Marriage Counseling Questions

Most couples agree, the most terrifying aspect of engaging in marriage counseling is anxiety about what the counselor may or may not ask you. Indeed, nothing disrupts the flow of counseling more than the absolute anxiety about the line of questioning the professional may dish out to the couple. Tell me about your sex life? How many alcoholic beverages do you drink per day? Is there infidelity in your marriage at this time, and if so tell me about this third person?

So what’s the solution to this? How should you approach marriage counseling?


Just chill

Relax…  Any marriage counselor worth his or her salt is going to work hard to make you feel comfortable in the therapeutic setting. Generally, the therapist will spend a good portion of a session getting to know the couple and their relationship history.


Questioning in this portion of therapy typically entails some queries about the origin of the relationship and the family history of both partners. The therapist may ask about family histories of divorce, addiction, and the like as some of these difficult facets of family life can be passed on from generation to generation.
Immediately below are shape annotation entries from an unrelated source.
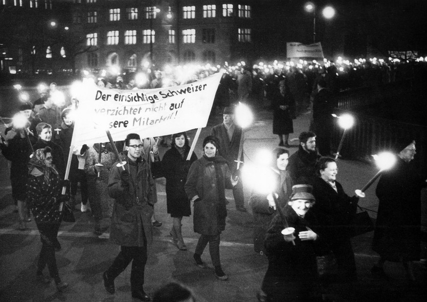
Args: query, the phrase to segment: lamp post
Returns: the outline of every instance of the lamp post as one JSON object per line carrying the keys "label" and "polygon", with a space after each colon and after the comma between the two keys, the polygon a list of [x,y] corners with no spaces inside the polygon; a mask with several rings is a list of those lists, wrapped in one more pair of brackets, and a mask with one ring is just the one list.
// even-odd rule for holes
{"label": "lamp post", "polygon": [[[316,6],[313,2],[307,2],[304,9],[308,13],[313,13],[313,43],[316,42]],[[332,6],[325,6],[322,10],[322,15],[326,19],[331,19],[335,16],[335,9]]]}

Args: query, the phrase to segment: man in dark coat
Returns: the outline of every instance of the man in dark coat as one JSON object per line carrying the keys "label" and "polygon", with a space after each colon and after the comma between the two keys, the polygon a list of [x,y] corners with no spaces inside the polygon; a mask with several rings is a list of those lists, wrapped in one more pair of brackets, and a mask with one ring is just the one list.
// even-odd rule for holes
{"label": "man in dark coat", "polygon": [[412,261],[420,260],[421,190],[426,186],[426,178],[410,162],[415,150],[412,140],[400,139],[396,144],[397,161],[382,173],[377,185],[380,204],[372,241],[372,249],[380,256],[372,273],[384,277],[386,261],[402,262],[410,282],[415,280]]}
{"label": "man in dark coat", "polygon": [[289,157],[286,167],[292,183],[311,184],[315,177],[316,161],[320,157],[316,150],[316,135],[311,131],[301,132],[298,151]]}
{"label": "man in dark coat", "polygon": [[326,82],[321,79],[317,82],[318,92],[313,101],[313,121],[317,135],[319,152],[324,156],[331,154],[331,140],[335,104],[332,93],[326,88]]}
{"label": "man in dark coat", "polygon": [[[219,141],[218,154],[224,158],[228,164],[230,172],[233,175],[239,173],[237,163],[235,161],[239,156],[239,147],[242,138],[242,128],[234,123],[234,110],[231,107],[224,108],[223,114],[224,122],[214,126],[211,135],[216,137]],[[243,161],[243,154],[239,159]],[[239,180],[241,178],[239,178]],[[238,211],[246,212],[245,207],[245,197],[243,195],[243,185],[239,180],[237,185],[233,188],[233,196]]]}
{"label": "man in dark coat", "polygon": [[141,156],[143,146],[139,136],[128,134],[126,151],[121,160],[125,169],[113,165],[110,172],[108,194],[115,200],[112,217],[110,240],[120,245],[120,252],[103,274],[105,289],[110,294],[115,289],[114,280],[132,261],[131,289],[132,298],[150,301],[144,291],[144,272],[148,246],[153,242],[151,217],[156,184],[147,161]]}

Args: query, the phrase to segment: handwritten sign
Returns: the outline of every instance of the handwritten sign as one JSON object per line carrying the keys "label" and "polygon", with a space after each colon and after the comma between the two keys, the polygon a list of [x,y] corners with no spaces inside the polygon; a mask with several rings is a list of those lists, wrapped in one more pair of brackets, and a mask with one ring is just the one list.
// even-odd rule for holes
{"label": "handwritten sign", "polygon": [[107,141],[107,129],[113,140],[122,141],[132,133],[152,137],[205,127],[222,75],[155,89],[87,86],[77,97],[71,145]]}

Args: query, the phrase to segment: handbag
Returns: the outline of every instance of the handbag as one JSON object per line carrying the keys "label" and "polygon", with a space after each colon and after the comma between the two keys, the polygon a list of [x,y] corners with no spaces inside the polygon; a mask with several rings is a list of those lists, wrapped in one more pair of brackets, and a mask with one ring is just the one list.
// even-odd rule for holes
{"label": "handbag", "polygon": [[75,222],[76,219],[73,213],[73,210],[69,204],[64,202],[62,206],[62,220],[66,222]]}
{"label": "handbag", "polygon": [[374,230],[374,223],[372,222],[368,212],[359,205],[358,205],[358,207],[361,211],[356,213],[355,216],[352,237]]}

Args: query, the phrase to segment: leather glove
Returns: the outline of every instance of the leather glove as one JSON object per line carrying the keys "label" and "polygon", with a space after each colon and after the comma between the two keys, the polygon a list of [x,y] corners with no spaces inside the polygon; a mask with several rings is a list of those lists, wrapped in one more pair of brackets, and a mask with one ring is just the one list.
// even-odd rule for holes
{"label": "leather glove", "polygon": [[124,170],[120,172],[120,180],[122,185],[124,187],[129,186],[129,181],[131,180],[131,174],[127,170]]}

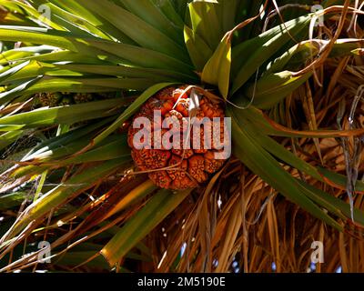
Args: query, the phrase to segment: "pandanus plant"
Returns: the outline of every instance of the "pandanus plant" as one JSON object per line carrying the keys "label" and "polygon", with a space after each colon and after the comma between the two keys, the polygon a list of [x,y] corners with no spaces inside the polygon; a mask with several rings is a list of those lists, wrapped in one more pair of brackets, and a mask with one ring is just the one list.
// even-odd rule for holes
{"label": "pandanus plant", "polygon": [[[306,271],[277,243],[291,203],[298,232],[358,237],[362,12],[316,2],[0,1],[2,271],[35,269],[41,240],[52,270]],[[232,156],[134,148],[157,101],[230,117]]]}

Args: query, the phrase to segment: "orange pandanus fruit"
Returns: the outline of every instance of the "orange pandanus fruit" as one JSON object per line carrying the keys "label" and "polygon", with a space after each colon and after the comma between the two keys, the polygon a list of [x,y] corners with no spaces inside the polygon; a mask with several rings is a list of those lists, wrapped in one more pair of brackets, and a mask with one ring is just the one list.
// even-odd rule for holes
{"label": "orange pandanus fruit", "polygon": [[[197,95],[195,91],[194,98],[197,96],[198,105],[191,110],[193,90],[186,92],[186,88],[187,86],[168,87],[153,95],[134,116],[128,131],[127,142],[132,149],[134,162],[141,171],[147,172],[149,178],[162,188],[179,190],[196,187],[207,182],[228,158],[221,157],[223,156],[216,158],[216,154],[222,152],[222,145],[230,143],[229,138],[227,140],[228,130],[221,104],[199,93]],[[194,116],[191,116],[192,111]],[[160,116],[159,119],[156,118],[156,114]],[[144,126],[140,123],[139,126],[135,126],[135,122],[140,117],[148,120],[151,125],[147,130],[150,135],[143,135],[138,139],[136,135]],[[190,122],[193,120],[191,117],[195,117],[198,123]],[[165,125],[167,120],[168,127]],[[210,120],[211,123],[202,125],[201,120]],[[196,125],[199,131],[195,132],[192,129]],[[215,130],[216,127],[219,127],[218,130]],[[179,136],[177,139],[179,147],[175,146],[176,141],[171,141],[172,135]],[[156,146],[160,138],[167,138],[171,144],[174,143],[172,148],[167,148],[160,140],[159,146]]]}

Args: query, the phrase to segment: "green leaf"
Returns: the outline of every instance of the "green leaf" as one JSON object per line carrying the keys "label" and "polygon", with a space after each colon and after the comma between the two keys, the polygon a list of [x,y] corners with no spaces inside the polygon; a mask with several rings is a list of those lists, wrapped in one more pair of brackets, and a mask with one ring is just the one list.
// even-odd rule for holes
{"label": "green leaf", "polygon": [[192,29],[185,25],[184,29],[185,44],[188,50],[189,56],[197,72],[202,72],[206,63],[213,55],[213,51],[208,45],[198,36],[194,34]]}
{"label": "green leaf", "polygon": [[202,72],[202,81],[218,85],[218,89],[225,99],[227,99],[228,94],[230,66],[231,43],[227,35]]}

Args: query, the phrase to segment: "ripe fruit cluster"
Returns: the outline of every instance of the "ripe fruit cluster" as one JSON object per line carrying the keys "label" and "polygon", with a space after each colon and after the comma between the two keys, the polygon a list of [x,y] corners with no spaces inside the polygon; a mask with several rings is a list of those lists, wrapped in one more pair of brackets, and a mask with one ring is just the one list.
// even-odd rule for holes
{"label": "ripe fruit cluster", "polygon": [[[190,91],[184,93],[186,86],[179,88],[168,87],[156,94],[142,106],[140,111],[134,116],[134,120],[138,117],[147,117],[150,120],[152,127],[152,136],[154,130],[167,131],[156,126],[153,122],[155,110],[160,111],[162,122],[169,117],[177,123],[179,123],[180,128],[186,128],[182,124],[189,116]],[[185,117],[185,118],[184,118]],[[224,110],[219,103],[212,102],[206,96],[200,96],[199,107],[197,111],[197,119],[208,117],[209,119],[219,118],[220,135],[224,135]],[[218,119],[217,119],[218,120]],[[158,128],[158,129],[157,129]],[[187,127],[188,128],[188,127]],[[204,145],[204,129],[201,128],[200,135],[196,136],[190,132],[187,135],[190,138],[191,145],[194,139],[200,139],[200,145]],[[218,171],[224,165],[224,160],[215,159],[215,153],[218,150],[212,142],[211,148],[201,146],[199,149],[181,149],[172,148],[171,150],[155,149],[153,147],[154,140],[151,138],[151,148],[136,149],[135,146],[134,136],[140,129],[134,128],[133,124],[128,131],[128,145],[132,149],[132,157],[136,165],[141,171],[148,172],[149,178],[158,186],[167,189],[186,189],[196,187],[199,184],[207,182],[211,174]],[[183,130],[179,132],[180,140],[183,143]],[[163,132],[162,132],[163,135]],[[223,140],[223,136],[219,136]],[[204,148],[205,147],[205,148]]]}

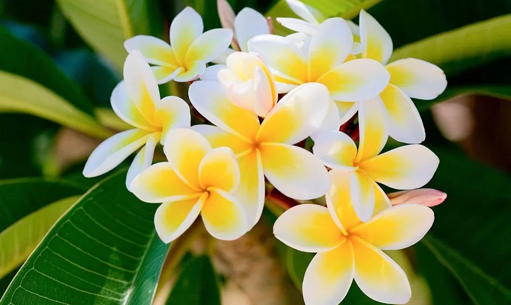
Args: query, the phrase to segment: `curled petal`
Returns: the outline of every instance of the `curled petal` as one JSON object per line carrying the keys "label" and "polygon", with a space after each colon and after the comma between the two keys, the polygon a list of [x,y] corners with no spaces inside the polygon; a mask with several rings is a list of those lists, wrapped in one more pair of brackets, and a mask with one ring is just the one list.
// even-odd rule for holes
{"label": "curled petal", "polygon": [[273,234],[286,245],[304,252],[335,249],[346,238],[325,207],[309,204],[294,206],[275,221]]}
{"label": "curled petal", "polygon": [[154,215],[154,226],[160,239],[168,243],[181,236],[197,219],[207,198],[166,202],[158,207]]}
{"label": "curled petal", "polygon": [[97,177],[110,171],[145,144],[151,134],[151,131],[133,129],[106,139],[89,156],[83,168],[83,176]]}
Counselors will want to know about your marriage’s joys and struggles, too. Where does the couple experience joy? What have been some of the hot button issues through the course of the marriage? Are there children involved in the marriage, and if so, are they aware of issues in the marriage.


Tools and techniques

With some basic history in place, the therapist will help the couple establish tools and techniques that facilitate conversation and aid the couple in working through some of the more dire issues in the relationship. The therapist, typically skilled in cognitive behavioral therapy or a similar discipline, will often “role play” with the couple, teaching them how to engage in appropriate, sustainable dialogue with one another.


Homework for next time

Typically, marriage counselors will provide homework assignments to the couple designed to stoke conversation, intimacy, and self-care. At subsequent sessions, the therapist will ask the couple to share information about their progress with the various assigned tasks.


Occasionally, the therapist will also facilitate a book read with the couple, allowing them to explore the latest research-based techniques that strengthen the marital bond.